Some geological processes, such as those that make mountains or wear them down, typically take place at imperceptible rates. Sudden events, however, can change the landscape in a minute (for example a single earthquake can create a 3-meter-high fault scarp, alter stream courses, and drop the valley floor 1 meter).
Earth’s changes are a topic covered in Utah’s Elementary Science Core Curriculum, in which specific standards and objectives are directed toward increasing knowledge of geological processes and resulting geological features (landforms).
Utah is the ideal place for students to observe geology in action. The state contains many types of landforms, such as mountains, plateaus, mesas, river-eroded canyons, glacier-eroded canyons, volcanos, and basins.
By observing landforms, students can learn where geological processes, including erosion, mountain building, crustal stretching, earthquakes, geothermal activity, landslides, and rock falls are currently active in Utah.

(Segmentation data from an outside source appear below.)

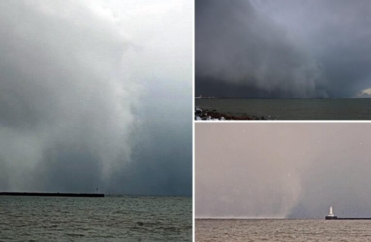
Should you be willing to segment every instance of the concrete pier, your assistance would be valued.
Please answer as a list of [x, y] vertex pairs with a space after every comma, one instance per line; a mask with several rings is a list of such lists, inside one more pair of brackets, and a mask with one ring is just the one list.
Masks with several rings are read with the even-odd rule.
[[0, 192], [3, 196], [71, 197], [104, 197], [101, 193], [17, 193]]

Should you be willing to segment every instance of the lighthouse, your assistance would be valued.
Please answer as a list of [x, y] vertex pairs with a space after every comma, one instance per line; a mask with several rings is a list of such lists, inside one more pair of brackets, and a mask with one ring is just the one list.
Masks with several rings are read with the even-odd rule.
[[330, 206], [328, 208], [328, 214], [325, 218], [326, 219], [338, 219], [338, 217], [334, 215], [334, 212], [332, 210], [332, 207]]
[[328, 208], [328, 214], [327, 214], [327, 216], [328, 217], [334, 216], [334, 213], [332, 212], [332, 207], [331, 207], [331, 206]]

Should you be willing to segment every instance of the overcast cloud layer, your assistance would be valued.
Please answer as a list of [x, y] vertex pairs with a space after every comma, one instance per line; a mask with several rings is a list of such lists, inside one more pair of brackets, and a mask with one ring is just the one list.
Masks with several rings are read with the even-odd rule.
[[196, 217], [371, 217], [370, 127], [196, 123]]
[[196, 94], [368, 97], [370, 16], [368, 0], [197, 0]]
[[0, 12], [0, 190], [192, 194], [189, 1]]

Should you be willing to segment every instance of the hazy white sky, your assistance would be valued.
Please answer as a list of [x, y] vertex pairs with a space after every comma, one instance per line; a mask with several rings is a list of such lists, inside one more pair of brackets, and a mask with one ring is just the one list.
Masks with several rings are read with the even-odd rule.
[[371, 125], [195, 125], [196, 217], [371, 216]]

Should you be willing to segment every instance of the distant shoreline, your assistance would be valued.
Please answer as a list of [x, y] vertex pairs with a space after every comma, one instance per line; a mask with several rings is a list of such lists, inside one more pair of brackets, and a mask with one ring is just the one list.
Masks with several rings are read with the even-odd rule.
[[227, 121], [227, 120], [267, 120], [264, 116], [260, 118], [257, 116], [249, 117], [247, 116], [228, 115], [215, 109], [210, 111], [208, 109], [202, 110], [196, 107], [194, 109], [195, 121]]
[[0, 192], [3, 196], [29, 196], [29, 197], [104, 197], [102, 193], [19, 193]]

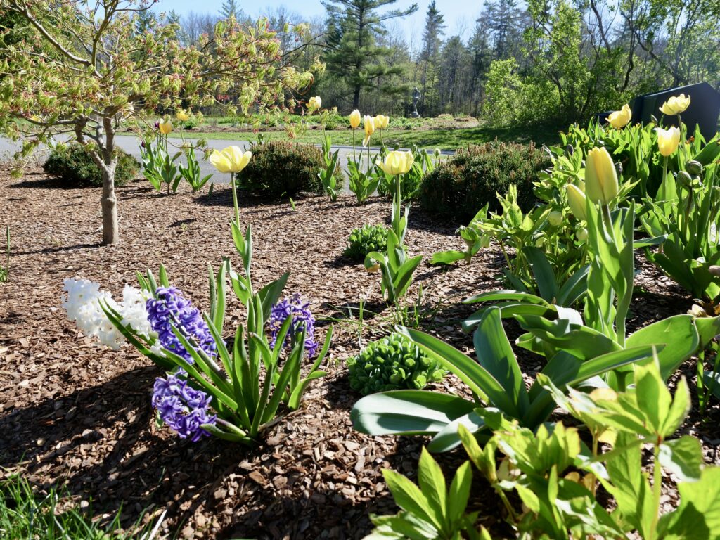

Rates of these geological processes vary. The image is a comparison of the rates at which some of the slower geological processes transpire.
Crustal plate movement, mountain building (except some volcanic mountain building), and erosion are part of the slow evolution of earth’s landscape. This evolution is sporadically interrupted by more sudden geological events, such as earthquakes (following the Borah Peak, Idaho earthquake in 1983, the mountain range rose 0.2 meters, and the adjacent valley dropped 1.2 meters), and volcanic activity (in Mexico in 1943, a volcano called Paricutin appeared in a farmer’s field and rose 160 meters within a week).
Erosion can also happen quite suddenly, and in some cases, may be greatly accelerated by human activities. Flash floods can erode more than 25 centimeters of soil in only a few hours.